仔狐は冒険者達が掘った穴に母が埋葬されるのを大人しく見ていた。
「これではお灸などとてもすえられませんね」
肩を落とす仔狐と少し離れ、皆は相談した。
「そうだな。にしてもこれからどうするか」
母の庇護を失うにはあまりにも幼い。
いくら化け狐と言ってもである。
「とりあえず事の始末はつけねばならないだろう。あの子を伴って祈紐を返しに行かねば」
群雲の意見に皆が肯いた。
「こういうのはどうです?あの子と共に皆で母狐の冥福を祈る祈紐を作るのです」
「それはいい」
「良い考えに候」
フォックスの発案にリンデンバウムとアンリも賛成した。
「ところであの子の今後の身の振り方でござるが‥‥」
「化け狐なら誰か相棒として欲しがるやつがいるかもしれん」
◆「まあ、そんなことが」
三蔵屋の座敷である。
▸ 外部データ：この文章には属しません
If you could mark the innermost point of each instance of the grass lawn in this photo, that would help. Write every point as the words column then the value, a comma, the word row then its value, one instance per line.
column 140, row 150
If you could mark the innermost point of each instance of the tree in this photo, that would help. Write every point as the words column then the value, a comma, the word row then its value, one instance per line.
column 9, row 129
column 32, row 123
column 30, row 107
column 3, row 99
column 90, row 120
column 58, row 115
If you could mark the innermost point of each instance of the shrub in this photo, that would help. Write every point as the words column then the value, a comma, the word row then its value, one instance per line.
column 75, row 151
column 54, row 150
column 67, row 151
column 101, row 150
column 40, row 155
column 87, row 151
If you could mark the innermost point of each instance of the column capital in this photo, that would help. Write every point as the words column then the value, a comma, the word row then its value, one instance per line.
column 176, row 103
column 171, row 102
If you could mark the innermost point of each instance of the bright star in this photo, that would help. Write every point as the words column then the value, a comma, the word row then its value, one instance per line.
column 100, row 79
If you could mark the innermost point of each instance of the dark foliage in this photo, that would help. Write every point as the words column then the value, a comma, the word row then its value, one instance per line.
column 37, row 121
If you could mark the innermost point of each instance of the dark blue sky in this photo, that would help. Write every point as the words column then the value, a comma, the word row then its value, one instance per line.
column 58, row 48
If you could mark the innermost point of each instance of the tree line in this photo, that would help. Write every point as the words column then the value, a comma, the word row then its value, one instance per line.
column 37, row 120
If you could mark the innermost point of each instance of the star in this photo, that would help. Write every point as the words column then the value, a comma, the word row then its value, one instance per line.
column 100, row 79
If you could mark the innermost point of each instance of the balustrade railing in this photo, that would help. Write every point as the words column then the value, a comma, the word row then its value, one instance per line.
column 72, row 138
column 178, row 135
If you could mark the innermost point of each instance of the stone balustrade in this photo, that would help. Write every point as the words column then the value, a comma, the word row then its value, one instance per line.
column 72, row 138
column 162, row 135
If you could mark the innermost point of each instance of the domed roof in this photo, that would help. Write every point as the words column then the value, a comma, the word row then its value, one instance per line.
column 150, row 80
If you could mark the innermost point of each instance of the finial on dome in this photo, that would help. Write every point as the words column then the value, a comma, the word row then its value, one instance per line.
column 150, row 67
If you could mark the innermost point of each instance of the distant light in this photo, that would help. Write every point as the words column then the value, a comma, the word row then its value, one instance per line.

冒険者たちの話に凛は袖で涙を拭いながら居眠りしている仔狐に目をやった。
「では、この子は寄る辺のない身の上なのですね。かわいそうに」
今後この仔狐が悪事を仕出かさないようにするためにもきちんと育てる人間が必要だ。
化け狐として悪事を重ねればやがて討伐の依頼がギルドに出されることだろうし、そうなれば場合によっては自分たちがその依頼を受ける事だってありえる。
「ギルドでだれかこいつを引き受けてくれる者がいると思う」
動物好きの冒険者は多い。
「あ、あの。私が世話をするのは無理でしょうか」
「だが、凛殿は妖狐に危うい目に会わされたと‥‥」
群雲の懸念にも凛はきっぱりと言い切った。
「ええ。でも放っておけません。私、責任を持って大切に育てますから」
凛のたっての願いということで仔狐はそのまま三蔵屋に預けられることになった。
「そうと決まれば、皆で祈紐を作りましょう」
祈紐の意義を感じて欲しいというフォックスの意図はすべて仔狐に理解できないかもしれないが、皆で祈りを籠めて作っているうちに何か感じるところがあるだろう。
「はい。材料は私が用意いたします」
まだ不器用な仔狐には凛が手を添えて、皆は祈りを籠めて紐を結んだ。
「では、盗んだ分を返しに行こう。新しいものも奉納しよう」
「この子のことを許してくださるでしょうか。酷い目に遭わされるなんてことは‥‥」
心配する凛を皆が励ます。
「心配せずともよい。我らも共に謝り候」
「ええ。話せば解かってくれるでしょう」
「そうだ。神職、仏弟子が相手だ。きっと慈悲を垂れてくれる」
「僕、一生懸命、謝りますから」
「ええ。ではお願いします」
「帰ったら美味しい稲荷寿司をご馳走するぞ」
「はい。ではうちの台所をおつかいください。私もお手伝いいたします」
こうして仔狐は居場所を得た。
愛情深く育てられれば母を失った哀しみも薄らぐ日が来るだろう。